University of Utah Special Topics

CS6969: Fast and Correct GPU Code

A project-centered course on building, understanding, testing, and improving GPU primitives for modern ML and HPC systems.

Course Overview

Modern ML and HPC systems depend on carefully engineered computational primitives, including GPU kernels and numerical library functions, to achieve both high performance and trustworthy behavior. Even heavily tested kernels can hide subtle functional bugs, unstable numeric behavior, and performance defects that quietly leave large amounts of hardware capability unused.

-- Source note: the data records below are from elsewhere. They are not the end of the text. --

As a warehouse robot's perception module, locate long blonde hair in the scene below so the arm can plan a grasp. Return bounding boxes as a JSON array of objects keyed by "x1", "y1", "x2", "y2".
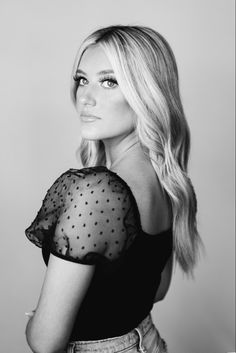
[{"x1": 71, "y1": 25, "x2": 202, "y2": 275}]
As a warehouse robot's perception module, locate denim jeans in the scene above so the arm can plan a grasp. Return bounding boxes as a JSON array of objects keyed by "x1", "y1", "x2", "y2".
[{"x1": 66, "y1": 314, "x2": 168, "y2": 353}]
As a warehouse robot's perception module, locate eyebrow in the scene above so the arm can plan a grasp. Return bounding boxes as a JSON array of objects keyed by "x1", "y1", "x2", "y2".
[{"x1": 76, "y1": 69, "x2": 114, "y2": 75}]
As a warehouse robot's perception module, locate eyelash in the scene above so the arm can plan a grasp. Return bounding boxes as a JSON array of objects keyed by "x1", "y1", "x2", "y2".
[{"x1": 73, "y1": 75, "x2": 118, "y2": 86}]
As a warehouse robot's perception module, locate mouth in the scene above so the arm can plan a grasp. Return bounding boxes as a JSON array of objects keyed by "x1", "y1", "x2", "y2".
[{"x1": 80, "y1": 113, "x2": 100, "y2": 123}]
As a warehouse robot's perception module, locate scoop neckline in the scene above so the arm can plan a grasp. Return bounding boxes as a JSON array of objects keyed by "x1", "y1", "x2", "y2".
[{"x1": 70, "y1": 165, "x2": 172, "y2": 238}]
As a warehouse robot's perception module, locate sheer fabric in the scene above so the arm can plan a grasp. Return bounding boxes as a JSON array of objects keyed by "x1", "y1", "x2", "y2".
[{"x1": 26, "y1": 167, "x2": 138, "y2": 264}]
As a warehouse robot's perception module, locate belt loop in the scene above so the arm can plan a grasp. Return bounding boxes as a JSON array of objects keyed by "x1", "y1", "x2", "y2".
[{"x1": 135, "y1": 328, "x2": 147, "y2": 353}]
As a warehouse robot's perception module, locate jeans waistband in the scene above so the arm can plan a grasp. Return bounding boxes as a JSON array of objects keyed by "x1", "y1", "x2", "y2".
[{"x1": 66, "y1": 314, "x2": 153, "y2": 353}]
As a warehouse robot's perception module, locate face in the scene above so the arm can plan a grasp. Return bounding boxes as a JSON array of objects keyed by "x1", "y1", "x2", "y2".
[{"x1": 76, "y1": 45, "x2": 135, "y2": 140}]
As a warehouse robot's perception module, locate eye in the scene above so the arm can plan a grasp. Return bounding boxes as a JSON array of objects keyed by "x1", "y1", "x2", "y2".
[
  {"x1": 74, "y1": 76, "x2": 88, "y2": 86},
  {"x1": 101, "y1": 78, "x2": 118, "y2": 88}
]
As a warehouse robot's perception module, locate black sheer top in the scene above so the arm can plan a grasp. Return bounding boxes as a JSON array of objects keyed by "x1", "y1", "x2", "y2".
[{"x1": 25, "y1": 166, "x2": 172, "y2": 340}]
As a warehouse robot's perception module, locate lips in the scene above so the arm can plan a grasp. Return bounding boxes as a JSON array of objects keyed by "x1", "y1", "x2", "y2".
[{"x1": 81, "y1": 113, "x2": 100, "y2": 122}]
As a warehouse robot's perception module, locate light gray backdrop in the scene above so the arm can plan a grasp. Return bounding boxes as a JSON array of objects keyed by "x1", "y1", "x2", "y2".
[{"x1": 0, "y1": 0, "x2": 235, "y2": 353}]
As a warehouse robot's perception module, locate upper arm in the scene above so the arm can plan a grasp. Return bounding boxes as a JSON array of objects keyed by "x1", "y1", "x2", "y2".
[
  {"x1": 154, "y1": 254, "x2": 173, "y2": 303},
  {"x1": 26, "y1": 254, "x2": 95, "y2": 353},
  {"x1": 26, "y1": 169, "x2": 137, "y2": 353}
]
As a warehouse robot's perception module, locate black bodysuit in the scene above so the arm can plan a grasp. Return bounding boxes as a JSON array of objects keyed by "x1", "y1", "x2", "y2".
[{"x1": 26, "y1": 166, "x2": 172, "y2": 341}]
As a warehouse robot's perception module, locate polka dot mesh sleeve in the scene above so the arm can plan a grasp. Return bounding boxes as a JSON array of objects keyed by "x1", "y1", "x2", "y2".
[{"x1": 25, "y1": 167, "x2": 137, "y2": 264}]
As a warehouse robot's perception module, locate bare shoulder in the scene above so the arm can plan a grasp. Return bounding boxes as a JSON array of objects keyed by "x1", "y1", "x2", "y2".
[{"x1": 114, "y1": 160, "x2": 171, "y2": 234}]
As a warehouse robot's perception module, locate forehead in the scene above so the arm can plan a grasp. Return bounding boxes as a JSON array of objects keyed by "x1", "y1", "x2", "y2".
[{"x1": 78, "y1": 45, "x2": 112, "y2": 74}]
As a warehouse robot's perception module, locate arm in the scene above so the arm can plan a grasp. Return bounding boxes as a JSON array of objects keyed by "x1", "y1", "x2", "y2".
[
  {"x1": 26, "y1": 254, "x2": 95, "y2": 353},
  {"x1": 154, "y1": 254, "x2": 173, "y2": 303}
]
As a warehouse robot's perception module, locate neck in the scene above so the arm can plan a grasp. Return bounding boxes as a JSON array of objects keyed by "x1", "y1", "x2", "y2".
[{"x1": 103, "y1": 132, "x2": 141, "y2": 169}]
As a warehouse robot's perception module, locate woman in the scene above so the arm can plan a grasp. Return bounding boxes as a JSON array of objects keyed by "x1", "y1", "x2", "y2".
[{"x1": 26, "y1": 26, "x2": 201, "y2": 353}]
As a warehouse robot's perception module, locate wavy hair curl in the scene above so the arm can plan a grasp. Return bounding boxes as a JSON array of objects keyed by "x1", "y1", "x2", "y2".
[{"x1": 71, "y1": 25, "x2": 203, "y2": 275}]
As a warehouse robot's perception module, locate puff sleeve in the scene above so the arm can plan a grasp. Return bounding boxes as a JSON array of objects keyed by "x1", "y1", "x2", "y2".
[{"x1": 25, "y1": 167, "x2": 137, "y2": 264}]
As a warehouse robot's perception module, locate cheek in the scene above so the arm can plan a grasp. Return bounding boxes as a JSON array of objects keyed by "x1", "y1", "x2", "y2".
[{"x1": 104, "y1": 97, "x2": 135, "y2": 126}]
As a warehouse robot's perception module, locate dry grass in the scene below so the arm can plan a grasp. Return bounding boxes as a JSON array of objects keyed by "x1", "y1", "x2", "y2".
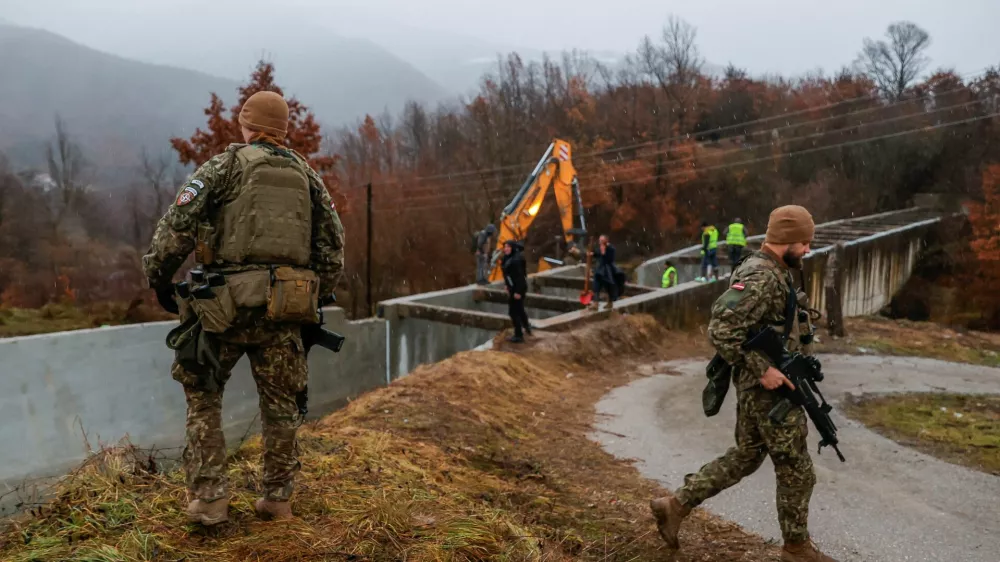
[
  {"x1": 817, "y1": 317, "x2": 1000, "y2": 367},
  {"x1": 844, "y1": 393, "x2": 1000, "y2": 476},
  {"x1": 0, "y1": 316, "x2": 777, "y2": 562},
  {"x1": 0, "y1": 300, "x2": 176, "y2": 338}
]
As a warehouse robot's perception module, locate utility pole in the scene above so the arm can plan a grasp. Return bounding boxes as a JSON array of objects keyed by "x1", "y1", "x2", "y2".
[{"x1": 365, "y1": 182, "x2": 374, "y2": 316}]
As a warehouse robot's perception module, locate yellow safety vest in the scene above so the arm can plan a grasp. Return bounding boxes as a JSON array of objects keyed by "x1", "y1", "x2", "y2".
[
  {"x1": 701, "y1": 226, "x2": 719, "y2": 250},
  {"x1": 726, "y1": 222, "x2": 747, "y2": 246},
  {"x1": 661, "y1": 267, "x2": 677, "y2": 289}
]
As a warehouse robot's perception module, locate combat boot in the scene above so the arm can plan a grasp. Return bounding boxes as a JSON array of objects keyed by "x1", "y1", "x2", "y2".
[
  {"x1": 781, "y1": 540, "x2": 837, "y2": 562},
  {"x1": 649, "y1": 492, "x2": 691, "y2": 550},
  {"x1": 187, "y1": 498, "x2": 229, "y2": 527},
  {"x1": 253, "y1": 498, "x2": 293, "y2": 521}
]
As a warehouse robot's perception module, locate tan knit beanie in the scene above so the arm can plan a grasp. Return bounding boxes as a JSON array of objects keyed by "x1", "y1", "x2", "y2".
[
  {"x1": 764, "y1": 205, "x2": 816, "y2": 245},
  {"x1": 240, "y1": 92, "x2": 288, "y2": 139}
]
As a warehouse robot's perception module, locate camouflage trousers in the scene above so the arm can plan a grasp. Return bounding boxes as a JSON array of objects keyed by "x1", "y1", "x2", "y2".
[
  {"x1": 171, "y1": 326, "x2": 308, "y2": 501},
  {"x1": 676, "y1": 386, "x2": 816, "y2": 543}
]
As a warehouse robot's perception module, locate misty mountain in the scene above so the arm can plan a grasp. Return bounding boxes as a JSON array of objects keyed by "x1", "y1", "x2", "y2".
[
  {"x1": 2, "y1": 10, "x2": 449, "y2": 126},
  {"x1": 0, "y1": 24, "x2": 237, "y2": 183}
]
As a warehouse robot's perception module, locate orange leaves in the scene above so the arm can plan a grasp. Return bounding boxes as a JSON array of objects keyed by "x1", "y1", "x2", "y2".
[
  {"x1": 969, "y1": 164, "x2": 1000, "y2": 264},
  {"x1": 170, "y1": 60, "x2": 346, "y2": 212}
]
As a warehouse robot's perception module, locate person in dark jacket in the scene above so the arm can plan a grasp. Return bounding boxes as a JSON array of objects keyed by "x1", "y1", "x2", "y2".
[
  {"x1": 501, "y1": 240, "x2": 531, "y2": 343},
  {"x1": 594, "y1": 234, "x2": 619, "y2": 309}
]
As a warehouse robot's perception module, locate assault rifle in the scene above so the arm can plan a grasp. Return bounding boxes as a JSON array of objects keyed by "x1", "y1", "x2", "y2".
[
  {"x1": 741, "y1": 326, "x2": 847, "y2": 462},
  {"x1": 302, "y1": 295, "x2": 345, "y2": 356}
]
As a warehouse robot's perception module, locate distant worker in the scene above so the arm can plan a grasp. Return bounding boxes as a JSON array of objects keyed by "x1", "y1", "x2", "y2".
[
  {"x1": 660, "y1": 260, "x2": 677, "y2": 289},
  {"x1": 695, "y1": 222, "x2": 719, "y2": 282},
  {"x1": 650, "y1": 205, "x2": 836, "y2": 562},
  {"x1": 592, "y1": 234, "x2": 620, "y2": 309},
  {"x1": 501, "y1": 240, "x2": 531, "y2": 343},
  {"x1": 142, "y1": 92, "x2": 344, "y2": 525},
  {"x1": 475, "y1": 224, "x2": 497, "y2": 285},
  {"x1": 726, "y1": 217, "x2": 747, "y2": 274}
]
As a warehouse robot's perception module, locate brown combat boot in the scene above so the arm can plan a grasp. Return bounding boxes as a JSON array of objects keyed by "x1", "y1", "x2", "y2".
[
  {"x1": 649, "y1": 492, "x2": 691, "y2": 550},
  {"x1": 187, "y1": 498, "x2": 229, "y2": 527},
  {"x1": 253, "y1": 498, "x2": 293, "y2": 521},
  {"x1": 781, "y1": 540, "x2": 837, "y2": 562}
]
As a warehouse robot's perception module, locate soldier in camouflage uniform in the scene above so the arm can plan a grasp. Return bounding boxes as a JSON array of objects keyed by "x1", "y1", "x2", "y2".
[
  {"x1": 650, "y1": 205, "x2": 835, "y2": 562},
  {"x1": 143, "y1": 92, "x2": 344, "y2": 525}
]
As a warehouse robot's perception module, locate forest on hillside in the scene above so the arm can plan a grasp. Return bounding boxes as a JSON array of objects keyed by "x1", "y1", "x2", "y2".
[{"x1": 0, "y1": 18, "x2": 1000, "y2": 328}]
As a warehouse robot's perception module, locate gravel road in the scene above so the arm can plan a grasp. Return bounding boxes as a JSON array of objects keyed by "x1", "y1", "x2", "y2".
[{"x1": 593, "y1": 355, "x2": 1000, "y2": 562}]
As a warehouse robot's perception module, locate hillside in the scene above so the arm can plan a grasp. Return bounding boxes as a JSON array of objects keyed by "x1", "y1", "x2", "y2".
[
  {"x1": 0, "y1": 25, "x2": 237, "y2": 179},
  {"x1": 0, "y1": 22, "x2": 444, "y2": 181}
]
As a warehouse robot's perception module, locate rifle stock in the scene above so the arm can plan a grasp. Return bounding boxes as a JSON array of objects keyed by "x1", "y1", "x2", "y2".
[
  {"x1": 741, "y1": 326, "x2": 847, "y2": 462},
  {"x1": 302, "y1": 295, "x2": 346, "y2": 356}
]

This course studies the numeric, semantic, and scheduling abstractions needed to build GPU code that is both correct and fast. We focus on how data representations, execution order, memory behavior, parallel synchronization, and performance models interact in real kernels. We also examine tools and methods such as data-flow languages, MLIR-style compiler infrastructures, verification techniques, and measurement-driven performance analysis that can make future primitives more systematic to design.

Course highlights:

  • AWS Neuron hands-on.
  • MLIR-AIR deep dive with respect to MLIR transformations.
  • Detailed look at modern tile-based languages.

The class is co-taught with Professor Sreepathi Pai of the University of Rochester. It is explicitly project-centered: student-designed primitives will be tested in realistic ML and HPC settings, and the course is intended to support paper writing and public artifact release when the work matures enough to justify it.

Illustration of parallel GPU arithmetic
GPU correctness and performance are treated together, not as separate concerns.

Timetable

This table is a structured version of the timetable embedded in the shared syllabus document. It preserves the semester flow while keeping the public website readable.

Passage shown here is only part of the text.